Today it has been two weeks since my sister Debbie died. Sometimes it still doesn’t feel real. Yes, we have buried her. And, yes at some point everyday I realize she is dead and I am sad. But, we haven’t really had a family gathering yet. That is when it will feel the most real for me I think. My family all gathered for a holiday celebration and Debbie won’t be there. I am going to have to work diligently to not let the pain overwhelm the mood of our get together.
There are ways to help myself and my family not completely give in to the sad. We can focus on our children and helping them enjoy the get together; we can tell good memories we have of Deb; but most of all, I believe that if I personally am allowing myself to grieve daily as I think of my sister, it won’t all overwhelm me at a family function. Fortunately, my sisters and I all married men that make us laugh! Our men are wonderful!

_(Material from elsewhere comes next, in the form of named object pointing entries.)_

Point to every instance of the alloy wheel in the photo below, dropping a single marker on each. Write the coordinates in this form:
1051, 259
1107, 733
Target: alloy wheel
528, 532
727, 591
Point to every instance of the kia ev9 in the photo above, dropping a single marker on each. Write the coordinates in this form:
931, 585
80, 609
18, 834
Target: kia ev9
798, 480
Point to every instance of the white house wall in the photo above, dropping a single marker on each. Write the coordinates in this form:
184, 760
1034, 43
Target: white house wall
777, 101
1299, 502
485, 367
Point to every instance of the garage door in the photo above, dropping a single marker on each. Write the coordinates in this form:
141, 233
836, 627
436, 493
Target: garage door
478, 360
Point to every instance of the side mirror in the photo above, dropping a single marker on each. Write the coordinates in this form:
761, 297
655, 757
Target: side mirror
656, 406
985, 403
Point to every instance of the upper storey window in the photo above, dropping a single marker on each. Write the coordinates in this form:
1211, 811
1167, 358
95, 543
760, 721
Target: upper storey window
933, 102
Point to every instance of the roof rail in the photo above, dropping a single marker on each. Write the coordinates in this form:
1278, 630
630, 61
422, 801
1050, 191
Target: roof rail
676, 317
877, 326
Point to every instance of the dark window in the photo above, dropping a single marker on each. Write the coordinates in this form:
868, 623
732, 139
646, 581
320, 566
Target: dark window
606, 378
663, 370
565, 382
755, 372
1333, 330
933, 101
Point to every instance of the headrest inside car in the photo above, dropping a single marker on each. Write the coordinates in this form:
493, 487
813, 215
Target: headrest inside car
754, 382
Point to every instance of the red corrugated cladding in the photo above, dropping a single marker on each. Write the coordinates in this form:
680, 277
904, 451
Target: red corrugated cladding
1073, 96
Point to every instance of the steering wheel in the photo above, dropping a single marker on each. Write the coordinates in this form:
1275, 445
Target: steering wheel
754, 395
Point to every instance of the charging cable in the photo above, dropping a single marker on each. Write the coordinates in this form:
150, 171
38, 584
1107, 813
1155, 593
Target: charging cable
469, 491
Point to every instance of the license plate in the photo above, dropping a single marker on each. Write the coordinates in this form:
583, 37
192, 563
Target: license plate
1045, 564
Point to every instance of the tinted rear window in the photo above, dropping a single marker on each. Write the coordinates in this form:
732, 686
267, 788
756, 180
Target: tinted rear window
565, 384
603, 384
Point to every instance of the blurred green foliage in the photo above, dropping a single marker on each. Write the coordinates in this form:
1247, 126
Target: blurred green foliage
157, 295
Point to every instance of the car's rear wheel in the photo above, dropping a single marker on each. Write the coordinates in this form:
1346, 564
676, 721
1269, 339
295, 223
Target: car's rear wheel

I’m absolutely positive that they will help us through all of these emotions.
Above is the Go Fund Me account for my sister’s medical and burial expenses. Please, if you are able, help my brother-in-law out with all of these bills.
I need to state again: I know I will have lots of painful moments in the future missing my sister, but I know that I can walk through them and be OK as long as I lean on God, my family and my friends! I believe mourning and all of the “negative” feelings are necessary to understand and appreciate the “good” feelings.
My hope is that all of you see your many blessings today!!